In the past, many critical errors might have been caused by massive hardware failure. Naturally, since non-cloud systems don’t (or didn’t) tend to provide for contingencies, bringing them back online often meant replacing racks of expensive hardware which would often have to be ordered and shipped. What makes the cloud so different is that everything can be more easily copied, backed up and moved around. In other words, when a cloud outage occurs it’s often simply a matter of moving things around and reconfiguring as opposed to waiting by the loading dock for new hardware to show up.
Having said all that, it is somewhat troubling that AWS would experience such problems at the same data center. But we shouldn’t use these minor events to berate Amazon or their abilities; instead, we should be learning from our mistakes. The simple truth is that there is immense power and ability inherent in AWS; it truly is a marvelous implementation of some very cutting edge technology that not only works, but allows us to achieve some very amazing things.
This notion that “if AWS goes down, so does the entire internet” is not only silly, but extremely misaligned with reality. Sure, if Amazon were to keep growing at its current pace, and were able to dominate the competition in the long-run, they would likely become tasked with running most of the major sites on the planet. However, if such a thing were to happen, wouldn’t they also increase their capabilities and expand their budgets as well? Moreover, why is it that the tendency is to assume the worst in every single scenario?
For starters, since we’ve experienced at least two events which are relatively close together in exactly the same location it’s safe to assume that this is a unique problem. In other words, given that the same data center is crashing it’s entirely logical for one to deduce that this is not a systemic problem we’re dealing with. A good comparative example would be in food production; just because one factory allows tainted spinach, peanut butter, etc…to enter into circulation doesn’t mean that all of these items produced by other companies are also contaminated.

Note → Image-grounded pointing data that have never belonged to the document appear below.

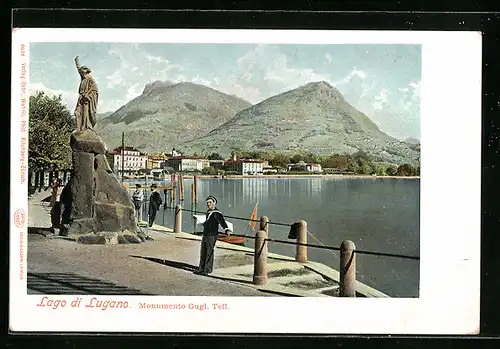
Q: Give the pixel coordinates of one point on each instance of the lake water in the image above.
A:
(377, 214)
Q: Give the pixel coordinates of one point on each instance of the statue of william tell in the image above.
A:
(86, 107)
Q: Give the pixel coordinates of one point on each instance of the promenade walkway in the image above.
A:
(162, 266)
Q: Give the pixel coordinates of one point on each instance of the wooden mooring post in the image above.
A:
(347, 269)
(301, 254)
(181, 187)
(195, 180)
(192, 193)
(178, 219)
(260, 258)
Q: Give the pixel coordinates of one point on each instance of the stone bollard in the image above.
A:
(347, 269)
(260, 258)
(192, 193)
(264, 224)
(301, 255)
(195, 181)
(178, 219)
(181, 187)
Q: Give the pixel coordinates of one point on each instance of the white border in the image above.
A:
(450, 205)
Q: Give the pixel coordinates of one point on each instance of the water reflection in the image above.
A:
(376, 214)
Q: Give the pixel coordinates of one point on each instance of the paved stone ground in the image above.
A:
(163, 266)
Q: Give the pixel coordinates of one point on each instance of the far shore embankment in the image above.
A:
(283, 176)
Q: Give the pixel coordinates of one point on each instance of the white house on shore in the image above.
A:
(301, 166)
(186, 163)
(245, 167)
(131, 158)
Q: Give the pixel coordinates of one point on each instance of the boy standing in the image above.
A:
(210, 234)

According to recent reports, the actual AWS outage / event in question was triggered by a memory leak which led to “cascading failures”. Once again, these types of events are more-or-less expected when it comes to fully implementing a new technology for longer periods of time. Call it “working out the bugs” if you like. If anything, these types of events highlight the need for increased scrutiny and the development of new solutions and if necessary, better replacement components/technologies.
Although it’s somewhat macabre to say so, these types of events are sort of similar to growing pains. People often forget that cloud computing has pretty much replaced traditional grid/waterfall computing/networking in a relatively short amount of time. To tell you the absolute truth, it’s astounding that cloud technology has been as monumentally successful as it has been.
Furthermore, the doomsayers have been predicting terribly crippling events which last for weeks on end ever since the cloud and AWS hit the market. While it would be reckless to assume that these paranoid individuals are completely without merit (they do occasionally make some excellent points which we should learn from), most people are clearly jumping on the fear bandwagon as if it were a pop culture meme. The fact of the matter is that cloud computing has already worked its way into our lives, digital Armageddon has yet to occur and we have no logical reason to assume that it is coming as expected. The threat of solar storms, CME and EMP attacks are often used to undermine cloud computing and its stability…news flash: no computer system or server farm is truly fully protected from these events, cloud or otherwise. Need evidence? During the “Carrington event” in the 1800’s, a solar storm caused the telegraph wires to burn!
In short, let’s actually give cloud computing time to grow, heal and develop before we label it a broken, transitional technology. The internet of today has been greatly empowered courtesy of the abilities of cloud computing. In truth, most of the activities we engage in online every single day wouldn’t even be possible without some form of cloud computing to drive them.